O general Gois Monteiro (1907-1956) foi um desses. Com rápida ascensão, sua atuação junto ao colega e também general Eurico Gaspar Dutra (1883-1974) deu a Vargas os parceiros ideais para consolidar seu poder ao longo dos anos 1930. Vargas não o fez, porém, sem levar em conta os planos da caserna, que iam muito além dos reformismos das Forças Armadas: centralização política, resgate de uma política e de uma indústria nacionais, bases para a inserção, no plano educacional, da educação moral e cívica. Todos esses pontos estavam bem explícitos em documento entregue a Vargas por Gois Monteiro nos idos de 1934. Ademais, essas transformações dependiam de um Exército bem organizado, tendo em vista que elas constituem “o instrumento mais poderoso de que dispõe o governo para a educação do povo” e para a “consolidação do espírito nacional”.

ESTADO NOVO
A ruptura entre Vargas e os militares teve início ainda no Estado Novo (1937-1945), mais especificamente nos anos finais, quando a política voltada aos trabalhadores, com a Consolidação das Leis Trabalhistas, tornou-se o carro-chefe da agenda política do presidente. No entanto, o protagonismo dos militares não tinha mais volta.
Nas eleições que reabriram um período minimamente democrático no país, nos idos de 1945, após o impedimento de Vargas participar das eleições de concorrer ao pleito, os dois principais candidatos à vitória eram militares: o brigadeiro Eduardo Gomes e o general Eurico Gaspar Dutra, que, com Gois Monteiro, esteve à frente das reformas pelas quais passou a instituição. Na reta final, com o apoio de Vargas, ganhou Dutra, sendo o segundo militar eleito pelo voto na República brasileira.

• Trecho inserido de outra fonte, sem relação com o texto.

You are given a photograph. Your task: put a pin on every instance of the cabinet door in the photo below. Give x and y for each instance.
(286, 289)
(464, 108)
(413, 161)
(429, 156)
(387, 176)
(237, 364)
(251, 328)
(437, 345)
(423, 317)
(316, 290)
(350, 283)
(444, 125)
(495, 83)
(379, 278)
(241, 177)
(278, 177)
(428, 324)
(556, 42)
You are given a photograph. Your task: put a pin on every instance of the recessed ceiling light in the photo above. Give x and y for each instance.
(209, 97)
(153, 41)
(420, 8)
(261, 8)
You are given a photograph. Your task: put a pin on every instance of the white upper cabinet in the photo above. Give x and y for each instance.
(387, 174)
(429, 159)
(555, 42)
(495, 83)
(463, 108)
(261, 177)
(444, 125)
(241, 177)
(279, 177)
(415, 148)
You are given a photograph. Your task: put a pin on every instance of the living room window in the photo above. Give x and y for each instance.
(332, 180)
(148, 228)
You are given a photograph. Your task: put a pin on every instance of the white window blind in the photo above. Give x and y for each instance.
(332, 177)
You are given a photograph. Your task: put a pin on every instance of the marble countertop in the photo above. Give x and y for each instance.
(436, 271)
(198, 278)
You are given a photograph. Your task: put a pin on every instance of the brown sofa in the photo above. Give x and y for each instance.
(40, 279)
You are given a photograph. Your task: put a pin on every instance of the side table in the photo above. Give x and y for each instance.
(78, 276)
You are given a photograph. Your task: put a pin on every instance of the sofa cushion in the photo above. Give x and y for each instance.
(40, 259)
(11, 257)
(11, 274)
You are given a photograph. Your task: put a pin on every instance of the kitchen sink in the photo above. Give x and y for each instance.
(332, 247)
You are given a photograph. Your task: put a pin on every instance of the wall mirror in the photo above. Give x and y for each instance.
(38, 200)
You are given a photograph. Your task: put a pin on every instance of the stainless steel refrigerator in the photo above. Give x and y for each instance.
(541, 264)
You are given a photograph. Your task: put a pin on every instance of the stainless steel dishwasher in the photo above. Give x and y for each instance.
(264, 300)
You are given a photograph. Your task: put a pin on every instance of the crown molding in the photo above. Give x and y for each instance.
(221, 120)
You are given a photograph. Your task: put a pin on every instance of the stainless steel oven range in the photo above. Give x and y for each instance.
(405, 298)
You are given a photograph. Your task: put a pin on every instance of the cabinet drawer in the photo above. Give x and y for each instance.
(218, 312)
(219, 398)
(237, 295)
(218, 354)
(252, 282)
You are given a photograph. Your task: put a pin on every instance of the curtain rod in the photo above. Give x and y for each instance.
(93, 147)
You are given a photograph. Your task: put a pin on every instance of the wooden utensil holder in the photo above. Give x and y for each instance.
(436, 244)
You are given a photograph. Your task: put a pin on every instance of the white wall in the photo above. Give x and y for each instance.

Concomitantemente, a ideologia anticomunista ganhava número maior de adeptos no Exército reformado. A partir dela, a instituição se apresentava como a única capaz de vigiar o país da ameaça comunista. Mas essa imagem coesa engana. Basta lembrar que um ponto importante da cisão entre João Goulart (1919-1976) e os militares esteve envolto na atitude de o presidente anistiar as revoltas dos praças, cabos e sargentos que pipocaram nos dias anteriores ao golpe. O desfecho dessa história se deu com o golpe de 1964, quando, na ótica dos militares golpistas, assim como em 1935, os comunistas colocavam as asas de fora. Era preciso, assim, apará-las... Esse processo, que se apresentava à época como algo cirúrgico e pontual, durou 21 anos.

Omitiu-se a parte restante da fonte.